Piazza Tricolore (oggi)

Costrinsero tutti i prigionieri ad una scelta drammatica: o abbracciare la croce, abiurando così il proprio credo (e confermando in tal modo di tornare al cristianesimo ortodosso) oppure proseguire oltre quella croce ed immolarsi direttamente sul rogo. Alcuni (davvero pochi) scelsero la croce (accettando quindi la conversione), ma la maggior parte, coerente con le proprie idee, si gettò fra le fiamme.

Conclusione

L’episodio ci mostra un vescovo contrario all’uso delle maniere forti ed anche poco incline alla violenza, ma nello stesso tempo, incapace di contrapporre la propria volontà a quella dei laici, in decisioni di questa portata, quindi comunque è da ritenersi colpevole (essendo lui il capo sia temporale che spirituale).
In questo caso, sembra che il potere secolare abbia avuto il sopravvento su quello spirituale; quasi una testimonianza della volontà d’indipendenza del potere laico da quello ecclesiastico, con un atto che paradossalmente appare essere il frutto di un atteggiamento fanatico.
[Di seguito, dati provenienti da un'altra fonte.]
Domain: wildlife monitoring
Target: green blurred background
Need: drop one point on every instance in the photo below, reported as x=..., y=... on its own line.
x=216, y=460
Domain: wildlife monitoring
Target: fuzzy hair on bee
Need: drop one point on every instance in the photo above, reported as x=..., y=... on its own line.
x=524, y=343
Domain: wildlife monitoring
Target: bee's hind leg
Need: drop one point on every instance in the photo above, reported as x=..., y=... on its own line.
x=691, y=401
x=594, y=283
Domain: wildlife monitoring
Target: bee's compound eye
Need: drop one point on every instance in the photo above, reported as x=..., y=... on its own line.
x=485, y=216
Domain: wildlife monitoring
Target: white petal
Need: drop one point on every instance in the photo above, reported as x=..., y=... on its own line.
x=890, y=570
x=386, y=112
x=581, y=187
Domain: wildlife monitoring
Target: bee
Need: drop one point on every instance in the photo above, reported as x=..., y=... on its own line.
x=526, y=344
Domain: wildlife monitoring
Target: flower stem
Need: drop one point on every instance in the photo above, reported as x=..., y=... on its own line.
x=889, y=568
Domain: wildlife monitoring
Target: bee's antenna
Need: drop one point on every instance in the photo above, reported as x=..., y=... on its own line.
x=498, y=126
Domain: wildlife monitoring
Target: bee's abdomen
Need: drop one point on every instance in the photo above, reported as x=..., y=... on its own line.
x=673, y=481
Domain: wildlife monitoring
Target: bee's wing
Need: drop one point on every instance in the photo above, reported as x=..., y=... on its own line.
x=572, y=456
Molto probabilmente, questo episodio di persecuzione eretica va spiegato con esigenze di controllo sociale. I maggiorenti laici locali, più che la corruzione dello spirito di questa gente (cui francamente erano poco interessati), temevano le devastanti conseguenze sociali della predicazione di una setta che, praticando, fra le altra cose, la comunione dei beni fra tutti, cominciava ad affascinare pericolosamente i contadini, ed avrebbe quindi sicuramente generato disordini in città.